In a speech in Lyon, France on Monday, Martine Reicherts, EU Justice Commissioner addressed EU data protection reform and the right to be forgotten ruling issued by the European Court of Justice in May. The ruling gives citizens the ability to request search engine providers such as Google remove links that are incorrect or outdated.
This month the Guardian reported that France has the highest number of requests for link removals under the new ruling. It follows that it’s audience may be particularly interested in the data protection laws going forward.
“They [search engine providers] are trying to use the recent ruling by the European Court of Justice on the right to be forgotten to undermine our reform. They have got it wrong,” Reicherts said. “And I will not let them abuse this crucial ruling to stop us from opening the digital single market for our companies and putting in place stronger protection for our citizens.”
In an effort to comply with the ruling, both Google and Microsoft have created online forms to facilitate these requests. This was prior to search engine providers being invited to address EU Privacy Regulators to create a unified set of guidelines to determine how and which links should be removed.
Companies are also forced to comply with the privacy regulations of other countries. Recently Italy gave Google 18 months to change it’s ways. Standardized data privacy laws across Europe would make it easier for companies to comply.
On Monday the Telegraph reported that over 250,000 requests have been made to Google asking for links to be removed from Google’s European site.
The Lyon audience was reminded that the ruling is not a “super right”, superior to other fundamental rights such as freedom of expression.
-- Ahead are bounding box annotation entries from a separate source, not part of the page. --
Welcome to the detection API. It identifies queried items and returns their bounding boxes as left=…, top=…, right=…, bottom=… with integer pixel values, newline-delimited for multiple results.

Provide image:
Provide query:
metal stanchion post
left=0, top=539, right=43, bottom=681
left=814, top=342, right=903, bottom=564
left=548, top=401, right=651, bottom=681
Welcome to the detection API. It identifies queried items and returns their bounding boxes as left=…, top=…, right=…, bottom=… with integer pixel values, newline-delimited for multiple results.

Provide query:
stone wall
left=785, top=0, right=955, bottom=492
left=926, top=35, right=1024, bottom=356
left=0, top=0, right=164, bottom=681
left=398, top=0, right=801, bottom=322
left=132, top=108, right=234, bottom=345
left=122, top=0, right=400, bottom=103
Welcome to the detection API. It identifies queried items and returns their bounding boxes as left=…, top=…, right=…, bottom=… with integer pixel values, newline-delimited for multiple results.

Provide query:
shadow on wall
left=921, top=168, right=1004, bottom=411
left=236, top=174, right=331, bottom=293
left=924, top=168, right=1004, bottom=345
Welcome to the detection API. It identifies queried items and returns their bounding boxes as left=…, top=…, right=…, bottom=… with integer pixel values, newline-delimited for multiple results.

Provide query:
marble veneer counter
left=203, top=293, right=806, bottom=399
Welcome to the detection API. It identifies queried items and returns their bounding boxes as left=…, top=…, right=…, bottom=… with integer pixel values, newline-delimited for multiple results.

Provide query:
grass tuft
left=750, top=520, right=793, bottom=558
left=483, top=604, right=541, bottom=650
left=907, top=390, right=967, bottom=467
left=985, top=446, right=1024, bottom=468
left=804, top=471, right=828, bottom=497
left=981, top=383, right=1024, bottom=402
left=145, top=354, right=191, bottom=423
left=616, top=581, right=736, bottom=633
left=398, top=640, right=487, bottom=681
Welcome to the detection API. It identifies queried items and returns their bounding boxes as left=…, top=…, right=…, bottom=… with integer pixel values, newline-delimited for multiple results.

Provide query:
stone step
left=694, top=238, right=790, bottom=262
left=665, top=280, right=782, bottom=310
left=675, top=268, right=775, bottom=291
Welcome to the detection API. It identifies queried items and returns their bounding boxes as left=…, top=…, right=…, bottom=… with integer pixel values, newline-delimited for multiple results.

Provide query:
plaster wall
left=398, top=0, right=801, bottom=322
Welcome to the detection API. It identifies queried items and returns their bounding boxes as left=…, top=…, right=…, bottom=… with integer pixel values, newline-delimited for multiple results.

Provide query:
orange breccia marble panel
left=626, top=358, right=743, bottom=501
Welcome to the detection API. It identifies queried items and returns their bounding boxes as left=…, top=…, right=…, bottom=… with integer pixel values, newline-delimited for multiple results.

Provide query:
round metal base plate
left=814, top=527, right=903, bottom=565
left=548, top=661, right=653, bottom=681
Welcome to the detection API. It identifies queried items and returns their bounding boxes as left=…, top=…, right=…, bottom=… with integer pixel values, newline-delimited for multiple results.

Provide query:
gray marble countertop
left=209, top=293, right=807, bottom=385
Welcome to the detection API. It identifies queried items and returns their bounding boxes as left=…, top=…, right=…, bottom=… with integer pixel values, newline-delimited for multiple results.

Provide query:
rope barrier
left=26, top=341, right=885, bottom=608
The courts intention was to have each case assessed to balance the individual’s right to privacy with the public’s right to know.
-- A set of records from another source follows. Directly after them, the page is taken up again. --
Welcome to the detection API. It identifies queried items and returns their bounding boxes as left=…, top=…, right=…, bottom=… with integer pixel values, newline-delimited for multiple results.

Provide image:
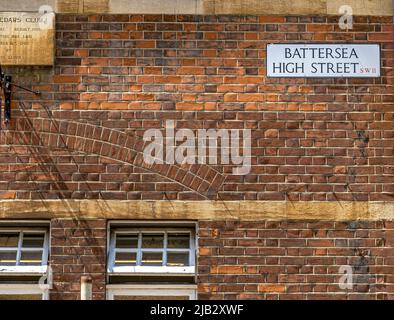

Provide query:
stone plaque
left=0, top=12, right=55, bottom=66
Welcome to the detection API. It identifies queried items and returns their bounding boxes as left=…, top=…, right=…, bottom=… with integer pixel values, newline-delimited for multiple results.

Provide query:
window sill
left=108, top=267, right=196, bottom=276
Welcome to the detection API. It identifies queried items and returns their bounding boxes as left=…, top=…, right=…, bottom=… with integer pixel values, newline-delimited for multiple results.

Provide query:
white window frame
left=0, top=227, right=49, bottom=275
left=107, top=225, right=196, bottom=276
left=0, top=284, right=49, bottom=300
left=107, top=284, right=197, bottom=300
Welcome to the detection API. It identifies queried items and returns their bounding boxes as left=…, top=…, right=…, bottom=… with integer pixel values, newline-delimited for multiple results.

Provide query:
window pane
left=116, top=234, right=138, bottom=249
left=0, top=251, right=16, bottom=266
left=141, top=252, right=163, bottom=266
left=167, top=252, right=189, bottom=267
left=115, top=252, right=137, bottom=267
left=167, top=233, right=190, bottom=249
left=22, top=233, right=45, bottom=248
left=142, top=233, right=164, bottom=249
left=0, top=233, right=19, bottom=247
left=20, top=250, right=42, bottom=266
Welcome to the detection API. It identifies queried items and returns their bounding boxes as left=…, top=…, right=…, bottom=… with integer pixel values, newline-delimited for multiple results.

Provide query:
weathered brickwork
left=49, top=219, right=107, bottom=300
left=0, top=14, right=394, bottom=299
left=198, top=220, right=394, bottom=299
left=0, top=14, right=394, bottom=201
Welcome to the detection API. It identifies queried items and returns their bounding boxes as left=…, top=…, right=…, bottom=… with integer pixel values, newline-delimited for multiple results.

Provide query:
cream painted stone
left=0, top=0, right=57, bottom=12
left=0, top=0, right=393, bottom=16
left=57, top=0, right=79, bottom=13
left=0, top=200, right=394, bottom=221
left=109, top=0, right=203, bottom=14
left=83, top=0, right=110, bottom=13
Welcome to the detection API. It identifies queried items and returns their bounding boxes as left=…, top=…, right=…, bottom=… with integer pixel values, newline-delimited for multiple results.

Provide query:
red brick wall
left=0, top=14, right=394, bottom=201
left=49, top=219, right=107, bottom=300
left=198, top=221, right=394, bottom=300
left=0, top=14, right=394, bottom=299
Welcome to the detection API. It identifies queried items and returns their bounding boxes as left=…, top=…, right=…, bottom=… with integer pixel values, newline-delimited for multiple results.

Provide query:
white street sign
left=267, top=44, right=380, bottom=78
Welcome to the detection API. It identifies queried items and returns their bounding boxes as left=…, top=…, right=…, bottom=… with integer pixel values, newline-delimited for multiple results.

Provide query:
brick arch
left=0, top=118, right=226, bottom=199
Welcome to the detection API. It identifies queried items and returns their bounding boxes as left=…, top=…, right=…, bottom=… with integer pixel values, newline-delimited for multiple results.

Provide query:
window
left=107, top=285, right=196, bottom=300
left=0, top=228, right=48, bottom=274
left=109, top=228, right=195, bottom=274
left=0, top=220, right=49, bottom=300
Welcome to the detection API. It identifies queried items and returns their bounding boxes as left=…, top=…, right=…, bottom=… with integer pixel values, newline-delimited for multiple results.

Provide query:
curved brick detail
left=0, top=118, right=226, bottom=199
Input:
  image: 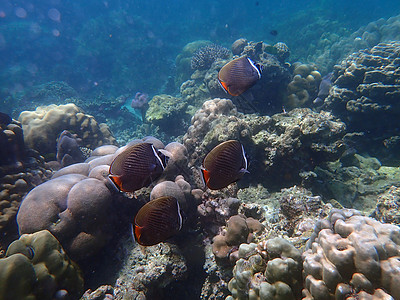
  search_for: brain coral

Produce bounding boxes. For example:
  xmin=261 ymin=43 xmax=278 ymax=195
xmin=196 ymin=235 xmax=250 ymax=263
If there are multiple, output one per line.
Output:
xmin=0 ymin=230 xmax=83 ymax=300
xmin=18 ymin=103 xmax=115 ymax=156
xmin=226 ymin=238 xmax=302 ymax=300
xmin=17 ymin=146 xmax=122 ymax=259
xmin=303 ymin=209 xmax=400 ymax=300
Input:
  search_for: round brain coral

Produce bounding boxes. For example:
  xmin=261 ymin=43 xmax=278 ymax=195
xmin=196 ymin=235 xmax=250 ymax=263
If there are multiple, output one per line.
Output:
xmin=0 ymin=230 xmax=83 ymax=300
xmin=303 ymin=209 xmax=400 ymax=300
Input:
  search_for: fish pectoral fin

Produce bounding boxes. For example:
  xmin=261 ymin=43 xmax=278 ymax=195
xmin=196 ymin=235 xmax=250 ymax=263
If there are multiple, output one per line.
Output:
xmin=200 ymin=167 xmax=211 ymax=186
xmin=132 ymin=224 xmax=143 ymax=244
xmin=108 ymin=174 xmax=124 ymax=191
xmin=239 ymin=168 xmax=250 ymax=174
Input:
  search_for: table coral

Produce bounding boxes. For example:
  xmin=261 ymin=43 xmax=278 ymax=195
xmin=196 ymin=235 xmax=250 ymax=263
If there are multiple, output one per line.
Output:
xmin=0 ymin=230 xmax=83 ymax=300
xmin=303 ymin=209 xmax=400 ymax=300
xmin=18 ymin=103 xmax=115 ymax=156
“In a nutshell: This ruling does not give the all-clear for people or organizations to have content removed from the web simply because they find it inconvenient,” Reicherts said. Another reminder was that the right to be forgotten is not new, it was part of the EU Data Protection Directive from 1995.
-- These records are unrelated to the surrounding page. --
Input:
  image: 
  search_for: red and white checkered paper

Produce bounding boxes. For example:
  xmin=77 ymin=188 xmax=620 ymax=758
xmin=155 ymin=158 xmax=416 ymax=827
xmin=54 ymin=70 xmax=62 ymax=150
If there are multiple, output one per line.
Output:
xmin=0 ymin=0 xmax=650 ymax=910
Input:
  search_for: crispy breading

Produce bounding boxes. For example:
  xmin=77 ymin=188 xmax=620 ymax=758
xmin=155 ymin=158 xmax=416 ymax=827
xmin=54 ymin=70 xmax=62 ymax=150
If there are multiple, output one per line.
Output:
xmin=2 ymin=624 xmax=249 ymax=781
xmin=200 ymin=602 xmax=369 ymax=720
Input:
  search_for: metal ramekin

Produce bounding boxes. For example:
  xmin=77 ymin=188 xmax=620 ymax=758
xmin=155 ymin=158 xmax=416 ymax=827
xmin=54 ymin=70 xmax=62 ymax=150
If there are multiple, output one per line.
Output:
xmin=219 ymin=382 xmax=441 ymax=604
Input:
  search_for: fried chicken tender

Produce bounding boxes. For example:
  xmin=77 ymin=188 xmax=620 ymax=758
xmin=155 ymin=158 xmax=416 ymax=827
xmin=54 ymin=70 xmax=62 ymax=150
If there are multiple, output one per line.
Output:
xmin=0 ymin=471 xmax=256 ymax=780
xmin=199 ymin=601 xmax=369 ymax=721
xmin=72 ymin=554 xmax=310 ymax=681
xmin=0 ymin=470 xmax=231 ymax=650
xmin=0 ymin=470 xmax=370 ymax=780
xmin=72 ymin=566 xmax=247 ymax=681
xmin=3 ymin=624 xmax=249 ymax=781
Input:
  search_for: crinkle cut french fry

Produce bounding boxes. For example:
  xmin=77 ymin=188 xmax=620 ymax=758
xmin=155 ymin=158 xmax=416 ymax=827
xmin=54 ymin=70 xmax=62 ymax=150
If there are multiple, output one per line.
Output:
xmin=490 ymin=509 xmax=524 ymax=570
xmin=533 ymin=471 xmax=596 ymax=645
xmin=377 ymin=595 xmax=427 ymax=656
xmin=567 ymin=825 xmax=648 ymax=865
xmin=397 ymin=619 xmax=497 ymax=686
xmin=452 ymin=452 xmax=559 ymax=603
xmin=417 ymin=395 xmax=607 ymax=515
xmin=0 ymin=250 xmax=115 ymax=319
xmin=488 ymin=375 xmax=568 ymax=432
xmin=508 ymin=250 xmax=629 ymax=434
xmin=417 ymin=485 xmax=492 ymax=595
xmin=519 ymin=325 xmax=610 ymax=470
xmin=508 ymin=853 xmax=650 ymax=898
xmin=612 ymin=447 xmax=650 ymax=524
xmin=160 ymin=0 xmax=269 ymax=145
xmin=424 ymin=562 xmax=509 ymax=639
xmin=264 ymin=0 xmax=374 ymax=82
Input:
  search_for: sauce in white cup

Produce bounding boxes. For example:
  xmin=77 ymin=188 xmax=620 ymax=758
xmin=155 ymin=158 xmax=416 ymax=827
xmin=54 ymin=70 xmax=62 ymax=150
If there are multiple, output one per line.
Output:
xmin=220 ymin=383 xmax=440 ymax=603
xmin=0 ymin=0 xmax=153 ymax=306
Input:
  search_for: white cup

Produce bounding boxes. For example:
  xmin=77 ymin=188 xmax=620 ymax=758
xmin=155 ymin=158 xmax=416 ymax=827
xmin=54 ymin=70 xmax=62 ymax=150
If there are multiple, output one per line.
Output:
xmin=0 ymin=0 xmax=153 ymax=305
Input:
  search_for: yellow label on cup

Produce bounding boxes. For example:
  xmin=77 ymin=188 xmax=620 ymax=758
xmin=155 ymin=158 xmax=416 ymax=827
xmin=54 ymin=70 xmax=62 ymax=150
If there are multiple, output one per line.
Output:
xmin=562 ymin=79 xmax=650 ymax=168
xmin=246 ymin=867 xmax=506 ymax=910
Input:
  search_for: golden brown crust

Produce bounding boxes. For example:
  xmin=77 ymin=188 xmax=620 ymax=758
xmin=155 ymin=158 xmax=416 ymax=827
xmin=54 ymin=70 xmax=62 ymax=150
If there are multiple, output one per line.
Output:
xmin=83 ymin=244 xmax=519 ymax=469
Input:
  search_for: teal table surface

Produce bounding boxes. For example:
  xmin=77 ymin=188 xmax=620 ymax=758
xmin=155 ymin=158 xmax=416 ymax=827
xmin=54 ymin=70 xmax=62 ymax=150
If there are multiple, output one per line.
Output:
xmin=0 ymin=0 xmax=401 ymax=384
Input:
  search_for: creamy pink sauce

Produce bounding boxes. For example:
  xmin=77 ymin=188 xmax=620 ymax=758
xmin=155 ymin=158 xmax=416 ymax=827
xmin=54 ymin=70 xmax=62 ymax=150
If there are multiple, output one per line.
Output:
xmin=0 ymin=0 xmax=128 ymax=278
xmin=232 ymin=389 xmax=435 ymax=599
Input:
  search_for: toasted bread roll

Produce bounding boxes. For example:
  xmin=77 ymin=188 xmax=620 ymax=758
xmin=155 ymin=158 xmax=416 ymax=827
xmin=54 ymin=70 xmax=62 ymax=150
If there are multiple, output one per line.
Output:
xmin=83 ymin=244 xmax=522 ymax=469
One goal of the EU Commission is to have a “true digital single market” under the new data protection rules being developed. “Our reform does just that. It is a market opener. Why? Because it replaces a fragmented and complicated regulatory framework with one clear set of rules,” Reicherts said. “Today businesses are faced with 28 different, often conflicting national laws. Our regulation will establish a single, pan-European law for data protection. One law, not 28.”
A secondary goal of the commission is to restore citizen confidence in data privacy. Spying revelations have created a sense of distrust in the public. New rules aim to give the public more control by creating standards for data portability between service providers. They suggest explicit permission will be required from the owner to access data.
This could impact service providers in other ways. If the EU law requires data portability, services such as Google will no longer be able to hold users to it’s service just because they have no option to transfer photos, documents, etc elsewhere.
He says …”there are four major criteria customers should consider in order to better ensure that customers can migrate away from a provider: not be locked into one service; be able to move data from one provider to another; have access to equivalent software at the new service provider; and to be able to trust the software being used.”
It appears the organization may employ stiffer penalties for non-compliance in the future. Riecherts stated, “People need to see that their rights are enforced in a meaningful way. If a company has broken the rules, this should have serious consequences. Yet so far, the fines European data protection authorities can impose are very low. For giants like Google, they are just pocket money.”